Accra, April 12, GNA - The Ghana Revenue Authority (GRA) has held a seminar for Large Tax Payers to help deepen their understanding of the new Income Tax Law (Act 896) and also explain some misconceptions.
The seminar was in line with the GRA's desire to enhance education on the new Tax Law to ensure compliance and to work together with stakeholders to smoothen the rough edges for effective implementation.
Mr Kwaku Opoku-Agyemang, Assistant Commissioner and Acting Head of Large Taxpayers Office, said the aim of the seminar was to help keep the taxpayers abreast with the provisions of the new law and how to use it.
He said the main reason for the passage of the new Income Tax Law is to revise and consolidate the many scattered tax laws and amendments into one document, simplify the provisions of the Act and make it more user-friendly to enhance efficiency and facilitate compliance.
Mr Dominic Naah, Chief Revenue Officer, in a presentation on the various aspects of the new Income Tax Law, said Capital Gains Tax is no more a separate tax on its own.
He said gains realized on disposal of assets ('now called gain on realisation of an asset') or liabilities were to be included in business or investment income and taxed at the applicable income tax rate.
Besides, Gift Tax is also no more a separate tax on its own adding that gifts received in respect of employment, business and investment are to be included in calculating the gains and profits from employment, business and investment, he said.
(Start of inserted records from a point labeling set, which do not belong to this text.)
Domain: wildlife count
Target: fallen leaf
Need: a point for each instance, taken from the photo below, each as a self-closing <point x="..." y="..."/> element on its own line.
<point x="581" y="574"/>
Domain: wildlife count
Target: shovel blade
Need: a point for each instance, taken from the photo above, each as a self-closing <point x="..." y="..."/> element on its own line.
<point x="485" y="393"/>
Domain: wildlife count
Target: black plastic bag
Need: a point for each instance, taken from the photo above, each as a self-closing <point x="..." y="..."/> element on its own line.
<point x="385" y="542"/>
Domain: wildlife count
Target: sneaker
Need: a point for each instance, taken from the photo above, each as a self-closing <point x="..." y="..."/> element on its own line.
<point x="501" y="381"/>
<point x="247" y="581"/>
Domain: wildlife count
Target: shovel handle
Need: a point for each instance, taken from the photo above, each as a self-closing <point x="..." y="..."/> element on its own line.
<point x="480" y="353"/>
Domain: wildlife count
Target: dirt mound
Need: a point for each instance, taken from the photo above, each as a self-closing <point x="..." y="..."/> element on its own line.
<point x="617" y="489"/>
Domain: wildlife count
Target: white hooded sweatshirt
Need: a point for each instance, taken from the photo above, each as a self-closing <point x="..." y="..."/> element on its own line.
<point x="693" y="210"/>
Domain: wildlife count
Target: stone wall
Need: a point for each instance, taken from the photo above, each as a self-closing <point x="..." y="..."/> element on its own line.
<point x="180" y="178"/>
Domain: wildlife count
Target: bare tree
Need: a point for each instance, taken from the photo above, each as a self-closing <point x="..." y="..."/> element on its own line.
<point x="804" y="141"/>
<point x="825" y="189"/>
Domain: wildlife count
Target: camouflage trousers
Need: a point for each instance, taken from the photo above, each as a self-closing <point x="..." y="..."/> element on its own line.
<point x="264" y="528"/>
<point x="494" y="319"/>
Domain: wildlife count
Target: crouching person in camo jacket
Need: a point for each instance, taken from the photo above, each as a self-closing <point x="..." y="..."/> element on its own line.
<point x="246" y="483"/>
Mr Naah said mortgage interest which previously was available for more than one residential building for individuals will now be restricted to just one building during the life time of that individual.
He said the law also allow for deductions for repairs and improvements, while research and development expenses may also be deducted irrespective of whether or not they are of a capital nature.
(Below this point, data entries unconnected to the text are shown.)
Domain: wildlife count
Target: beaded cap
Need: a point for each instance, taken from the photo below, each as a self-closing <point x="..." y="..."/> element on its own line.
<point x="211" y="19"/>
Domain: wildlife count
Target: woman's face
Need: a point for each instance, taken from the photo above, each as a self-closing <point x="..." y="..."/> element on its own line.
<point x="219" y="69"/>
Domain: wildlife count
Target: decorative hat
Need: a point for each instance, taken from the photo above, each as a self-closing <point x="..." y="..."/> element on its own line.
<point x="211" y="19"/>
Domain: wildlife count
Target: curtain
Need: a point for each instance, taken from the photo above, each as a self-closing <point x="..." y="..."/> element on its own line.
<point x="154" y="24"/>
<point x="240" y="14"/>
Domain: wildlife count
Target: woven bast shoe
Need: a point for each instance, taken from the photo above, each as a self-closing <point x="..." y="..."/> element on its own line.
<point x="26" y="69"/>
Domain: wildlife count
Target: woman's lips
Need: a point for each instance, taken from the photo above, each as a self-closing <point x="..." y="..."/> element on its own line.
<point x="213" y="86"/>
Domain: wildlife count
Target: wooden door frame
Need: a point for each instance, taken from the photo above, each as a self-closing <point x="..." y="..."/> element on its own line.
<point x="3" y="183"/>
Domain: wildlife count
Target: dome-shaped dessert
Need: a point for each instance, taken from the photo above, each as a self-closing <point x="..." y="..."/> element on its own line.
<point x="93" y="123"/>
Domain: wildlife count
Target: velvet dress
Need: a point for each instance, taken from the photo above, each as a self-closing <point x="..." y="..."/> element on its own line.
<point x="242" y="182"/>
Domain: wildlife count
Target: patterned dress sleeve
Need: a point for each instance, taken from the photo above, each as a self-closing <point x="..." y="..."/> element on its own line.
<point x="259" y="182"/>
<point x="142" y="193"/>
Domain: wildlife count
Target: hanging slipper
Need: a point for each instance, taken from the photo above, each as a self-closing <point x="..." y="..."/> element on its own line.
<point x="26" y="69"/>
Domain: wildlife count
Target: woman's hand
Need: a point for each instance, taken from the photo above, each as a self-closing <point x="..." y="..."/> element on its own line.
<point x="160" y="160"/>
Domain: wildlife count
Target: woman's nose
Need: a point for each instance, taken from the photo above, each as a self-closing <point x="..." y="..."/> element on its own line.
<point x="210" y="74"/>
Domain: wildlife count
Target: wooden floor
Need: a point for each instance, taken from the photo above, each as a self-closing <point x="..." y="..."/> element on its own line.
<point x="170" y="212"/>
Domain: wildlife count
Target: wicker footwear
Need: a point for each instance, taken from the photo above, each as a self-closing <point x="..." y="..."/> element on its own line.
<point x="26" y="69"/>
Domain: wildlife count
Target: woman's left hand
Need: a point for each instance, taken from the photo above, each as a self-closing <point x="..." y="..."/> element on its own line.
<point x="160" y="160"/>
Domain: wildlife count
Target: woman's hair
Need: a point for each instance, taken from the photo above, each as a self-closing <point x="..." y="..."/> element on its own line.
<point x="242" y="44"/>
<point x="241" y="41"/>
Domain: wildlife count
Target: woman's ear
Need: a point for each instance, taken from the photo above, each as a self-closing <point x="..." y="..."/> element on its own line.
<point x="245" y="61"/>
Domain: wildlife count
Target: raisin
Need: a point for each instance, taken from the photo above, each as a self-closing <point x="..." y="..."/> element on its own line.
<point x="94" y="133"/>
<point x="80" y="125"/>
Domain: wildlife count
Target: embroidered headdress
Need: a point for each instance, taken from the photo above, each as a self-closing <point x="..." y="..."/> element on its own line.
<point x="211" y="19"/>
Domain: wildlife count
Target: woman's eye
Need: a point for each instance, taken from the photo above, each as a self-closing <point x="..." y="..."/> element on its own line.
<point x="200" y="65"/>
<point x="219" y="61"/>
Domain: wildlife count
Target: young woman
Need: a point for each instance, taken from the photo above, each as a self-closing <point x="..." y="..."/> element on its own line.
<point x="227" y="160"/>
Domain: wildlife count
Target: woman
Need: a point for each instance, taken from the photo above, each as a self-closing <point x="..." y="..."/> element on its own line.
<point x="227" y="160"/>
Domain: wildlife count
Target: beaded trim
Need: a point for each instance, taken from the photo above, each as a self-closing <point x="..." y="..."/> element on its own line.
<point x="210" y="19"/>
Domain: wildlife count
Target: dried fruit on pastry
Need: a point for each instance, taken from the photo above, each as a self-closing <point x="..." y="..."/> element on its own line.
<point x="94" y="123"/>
Mr Naah said the new Income Law has also introduced a full worldwide basis of taxation for residents that means residents will now be taxed on all incomes regardless of source and whether or not foreign income earned is brought into Ghana.
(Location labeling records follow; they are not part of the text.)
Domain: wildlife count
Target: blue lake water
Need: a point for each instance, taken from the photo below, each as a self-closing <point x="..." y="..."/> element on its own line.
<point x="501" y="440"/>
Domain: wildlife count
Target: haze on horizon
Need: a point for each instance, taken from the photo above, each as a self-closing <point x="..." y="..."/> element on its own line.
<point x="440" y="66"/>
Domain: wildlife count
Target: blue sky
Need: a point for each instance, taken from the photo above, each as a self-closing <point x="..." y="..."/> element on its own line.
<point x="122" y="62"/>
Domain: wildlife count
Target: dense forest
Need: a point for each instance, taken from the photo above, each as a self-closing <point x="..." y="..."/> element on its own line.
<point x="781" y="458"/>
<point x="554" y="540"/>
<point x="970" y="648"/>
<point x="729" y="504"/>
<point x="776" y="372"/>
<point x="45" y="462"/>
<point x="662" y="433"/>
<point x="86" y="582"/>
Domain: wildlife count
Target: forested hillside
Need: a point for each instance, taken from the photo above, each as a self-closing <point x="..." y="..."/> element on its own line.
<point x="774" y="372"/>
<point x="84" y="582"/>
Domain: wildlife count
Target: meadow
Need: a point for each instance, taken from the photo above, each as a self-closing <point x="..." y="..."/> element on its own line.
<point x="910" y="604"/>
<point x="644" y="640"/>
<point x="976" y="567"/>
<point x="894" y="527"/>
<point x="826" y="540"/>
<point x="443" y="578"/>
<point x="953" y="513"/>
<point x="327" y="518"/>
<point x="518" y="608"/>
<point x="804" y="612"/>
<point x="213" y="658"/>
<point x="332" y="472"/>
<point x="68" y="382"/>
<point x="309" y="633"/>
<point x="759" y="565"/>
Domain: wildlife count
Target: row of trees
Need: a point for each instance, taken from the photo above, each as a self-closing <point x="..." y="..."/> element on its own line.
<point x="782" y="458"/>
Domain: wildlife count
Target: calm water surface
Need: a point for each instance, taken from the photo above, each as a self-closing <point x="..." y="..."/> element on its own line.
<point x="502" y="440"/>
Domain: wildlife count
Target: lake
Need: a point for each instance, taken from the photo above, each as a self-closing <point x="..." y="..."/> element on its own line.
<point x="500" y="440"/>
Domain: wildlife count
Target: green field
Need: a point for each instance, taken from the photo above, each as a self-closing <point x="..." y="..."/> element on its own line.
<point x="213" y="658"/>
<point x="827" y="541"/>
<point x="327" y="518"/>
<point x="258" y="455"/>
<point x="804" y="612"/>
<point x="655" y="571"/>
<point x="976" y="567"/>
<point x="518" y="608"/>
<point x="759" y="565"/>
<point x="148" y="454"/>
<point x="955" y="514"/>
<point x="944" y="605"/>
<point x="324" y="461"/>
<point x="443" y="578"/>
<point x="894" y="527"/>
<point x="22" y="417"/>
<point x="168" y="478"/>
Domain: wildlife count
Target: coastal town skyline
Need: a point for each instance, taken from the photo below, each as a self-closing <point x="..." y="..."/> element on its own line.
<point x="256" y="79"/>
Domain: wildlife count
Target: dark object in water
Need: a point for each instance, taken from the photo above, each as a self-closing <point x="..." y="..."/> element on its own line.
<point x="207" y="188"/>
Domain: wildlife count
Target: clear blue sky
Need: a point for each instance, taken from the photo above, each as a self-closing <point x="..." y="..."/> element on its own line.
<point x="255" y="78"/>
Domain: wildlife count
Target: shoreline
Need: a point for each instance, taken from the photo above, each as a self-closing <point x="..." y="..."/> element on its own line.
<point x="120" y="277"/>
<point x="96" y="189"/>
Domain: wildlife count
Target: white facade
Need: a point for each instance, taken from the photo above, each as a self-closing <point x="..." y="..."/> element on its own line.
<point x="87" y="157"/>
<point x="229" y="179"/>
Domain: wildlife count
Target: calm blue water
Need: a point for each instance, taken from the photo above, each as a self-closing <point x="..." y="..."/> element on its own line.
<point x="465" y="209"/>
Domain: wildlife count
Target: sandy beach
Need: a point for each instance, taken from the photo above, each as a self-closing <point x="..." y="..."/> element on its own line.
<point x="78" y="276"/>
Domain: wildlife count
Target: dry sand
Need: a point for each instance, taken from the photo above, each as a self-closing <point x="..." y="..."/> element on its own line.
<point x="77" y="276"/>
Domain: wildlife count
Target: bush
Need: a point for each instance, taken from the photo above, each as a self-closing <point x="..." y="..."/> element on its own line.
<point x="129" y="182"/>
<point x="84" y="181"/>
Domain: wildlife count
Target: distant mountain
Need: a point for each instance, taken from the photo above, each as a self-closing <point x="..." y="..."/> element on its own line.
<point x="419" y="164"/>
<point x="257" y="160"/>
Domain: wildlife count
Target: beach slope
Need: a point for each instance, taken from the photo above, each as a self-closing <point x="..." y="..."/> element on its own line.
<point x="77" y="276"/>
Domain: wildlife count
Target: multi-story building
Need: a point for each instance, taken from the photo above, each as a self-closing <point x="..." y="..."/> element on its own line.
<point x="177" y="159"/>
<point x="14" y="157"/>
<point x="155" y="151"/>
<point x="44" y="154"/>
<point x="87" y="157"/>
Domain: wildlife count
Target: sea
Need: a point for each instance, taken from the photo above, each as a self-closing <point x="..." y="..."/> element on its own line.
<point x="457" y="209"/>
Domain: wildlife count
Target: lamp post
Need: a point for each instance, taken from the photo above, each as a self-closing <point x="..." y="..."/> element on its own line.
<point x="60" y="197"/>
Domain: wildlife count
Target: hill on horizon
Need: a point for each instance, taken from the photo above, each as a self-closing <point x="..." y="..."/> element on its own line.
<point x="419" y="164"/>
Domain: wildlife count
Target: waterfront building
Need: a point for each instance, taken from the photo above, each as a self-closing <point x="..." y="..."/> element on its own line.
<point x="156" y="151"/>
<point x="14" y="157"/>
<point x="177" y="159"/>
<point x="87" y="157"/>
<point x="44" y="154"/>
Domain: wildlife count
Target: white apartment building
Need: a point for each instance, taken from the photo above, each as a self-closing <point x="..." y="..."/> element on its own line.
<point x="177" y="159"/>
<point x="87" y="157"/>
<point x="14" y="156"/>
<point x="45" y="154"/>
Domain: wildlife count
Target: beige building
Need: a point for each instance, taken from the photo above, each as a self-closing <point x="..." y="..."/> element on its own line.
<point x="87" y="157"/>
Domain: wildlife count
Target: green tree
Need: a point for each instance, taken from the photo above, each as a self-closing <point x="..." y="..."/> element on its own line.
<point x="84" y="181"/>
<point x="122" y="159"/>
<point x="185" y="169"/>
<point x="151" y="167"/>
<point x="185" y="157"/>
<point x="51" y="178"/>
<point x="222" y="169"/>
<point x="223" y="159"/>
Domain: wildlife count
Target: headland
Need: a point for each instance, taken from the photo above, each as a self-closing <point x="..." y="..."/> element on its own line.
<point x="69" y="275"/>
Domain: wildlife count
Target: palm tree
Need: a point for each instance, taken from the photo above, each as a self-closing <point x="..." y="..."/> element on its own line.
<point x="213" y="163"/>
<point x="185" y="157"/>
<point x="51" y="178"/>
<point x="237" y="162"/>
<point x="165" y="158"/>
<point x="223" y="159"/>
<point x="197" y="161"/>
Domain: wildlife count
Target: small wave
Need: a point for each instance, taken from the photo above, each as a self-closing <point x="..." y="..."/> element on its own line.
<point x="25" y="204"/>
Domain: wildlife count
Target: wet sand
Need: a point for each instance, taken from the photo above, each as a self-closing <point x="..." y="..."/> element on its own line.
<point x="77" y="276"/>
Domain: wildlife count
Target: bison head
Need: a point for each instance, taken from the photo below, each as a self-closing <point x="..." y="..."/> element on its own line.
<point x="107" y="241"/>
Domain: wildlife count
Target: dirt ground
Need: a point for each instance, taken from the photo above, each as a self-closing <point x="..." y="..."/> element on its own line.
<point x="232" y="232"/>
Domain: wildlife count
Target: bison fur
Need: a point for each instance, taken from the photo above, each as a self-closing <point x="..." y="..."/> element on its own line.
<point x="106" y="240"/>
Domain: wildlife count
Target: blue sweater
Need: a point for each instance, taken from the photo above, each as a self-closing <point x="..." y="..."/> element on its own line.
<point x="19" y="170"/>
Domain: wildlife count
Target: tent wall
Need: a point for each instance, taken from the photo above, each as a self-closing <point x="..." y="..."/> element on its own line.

He said the Act 896 exempts from tax, gains made from realization of assets from merger, amalgamation or re-organization where there is a continuity of at least 50 per cent of the underlying ownership.
He said while in the past a 'private ruling' is binding only on the Commissioner General, the new Act makes such ruling binding on the applicant as far as the transaction in respect of which the ruling is given is concerned.
Mr Naah said individuals and companies granted temporary concessions from tax in specified sectors are required to pay 1 per cent tax on their chargeable income during the period of concession.